The results of these auditions are somewhat random, as I see it. All you need is to have the person you’re auditioning for wake up on the wrong side of the bed that day and you can kiss your chances of getting in goodbye. There are just too many people. If they need more diversity, or more females, or a specific look for some show they’re doing in the upcoming season, that’s what they’ll go for. Talent certainly plays a role, of course. But talent alone does not dictate who will be accepted.
After the auditions were finished for the day, I had dinner at a little Italian restaurant next to the hotel. The waitress was pretty hip–she gave me the names of a couple of swing clubs in town. So after dinner I hopped a cab over to North Beach to dance at a club called the Highball Lounge.

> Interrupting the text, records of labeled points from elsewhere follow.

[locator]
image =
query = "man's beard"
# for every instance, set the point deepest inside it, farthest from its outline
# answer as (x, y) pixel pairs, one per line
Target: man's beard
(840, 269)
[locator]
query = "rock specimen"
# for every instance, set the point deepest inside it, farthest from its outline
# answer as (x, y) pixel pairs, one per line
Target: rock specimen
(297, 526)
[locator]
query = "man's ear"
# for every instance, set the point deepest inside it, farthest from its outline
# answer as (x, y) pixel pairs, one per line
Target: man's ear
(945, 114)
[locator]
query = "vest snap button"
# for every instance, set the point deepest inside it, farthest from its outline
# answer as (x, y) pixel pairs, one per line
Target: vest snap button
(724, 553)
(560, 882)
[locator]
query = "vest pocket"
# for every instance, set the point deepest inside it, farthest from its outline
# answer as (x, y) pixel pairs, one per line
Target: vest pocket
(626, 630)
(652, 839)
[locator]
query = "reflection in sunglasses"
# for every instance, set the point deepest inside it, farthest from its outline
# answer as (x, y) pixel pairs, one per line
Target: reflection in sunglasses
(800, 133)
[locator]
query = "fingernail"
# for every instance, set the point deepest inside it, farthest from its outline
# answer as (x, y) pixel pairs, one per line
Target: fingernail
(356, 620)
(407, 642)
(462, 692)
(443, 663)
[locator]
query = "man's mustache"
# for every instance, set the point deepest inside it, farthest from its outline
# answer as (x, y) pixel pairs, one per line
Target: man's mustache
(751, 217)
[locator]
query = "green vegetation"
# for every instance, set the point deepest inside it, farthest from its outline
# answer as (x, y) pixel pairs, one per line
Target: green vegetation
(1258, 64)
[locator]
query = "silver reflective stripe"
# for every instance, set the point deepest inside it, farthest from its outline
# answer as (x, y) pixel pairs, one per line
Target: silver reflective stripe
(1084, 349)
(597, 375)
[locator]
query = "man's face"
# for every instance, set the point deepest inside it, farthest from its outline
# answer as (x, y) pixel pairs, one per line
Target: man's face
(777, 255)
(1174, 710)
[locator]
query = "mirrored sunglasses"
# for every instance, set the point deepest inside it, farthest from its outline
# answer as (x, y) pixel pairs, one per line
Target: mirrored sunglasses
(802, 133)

Can you say “out of your league”? Well I said it several times while I was there. The Highball Lounge looked more like a movie set than a club; it seemed everyone on the floor was a professional dancer. While highly entertaining and educational to watch, actually going out to join the talent pool was pretty intimidating. But I’m proud to say I did. Talk about baptism by fire. They were mixing every style from Charleston to some Latin stuff in with the swing. My favorite was watching the lesbian couples dance. They were good, although as Seinfeld once quipped, it must have been hard figuring out who would lead.
I also did a bit of shopping at an upscale leather store on Market Street. My old leather jacket was purchased in 1989 when I was about 15 lbs lighter. It still fits, but it’s not as comfortable as it was in days of yore, so I don’t wear it as often.
The coolest experience of the whole trip? I bought a hot dog from a stand on the corner of Market and Grant. I felt so urban. It may not sound like much, but remember, I’m from Irvine. The closest thing we have to an authentic hot dog stand is the cartoon swan which gets roasted during Carmina Burana.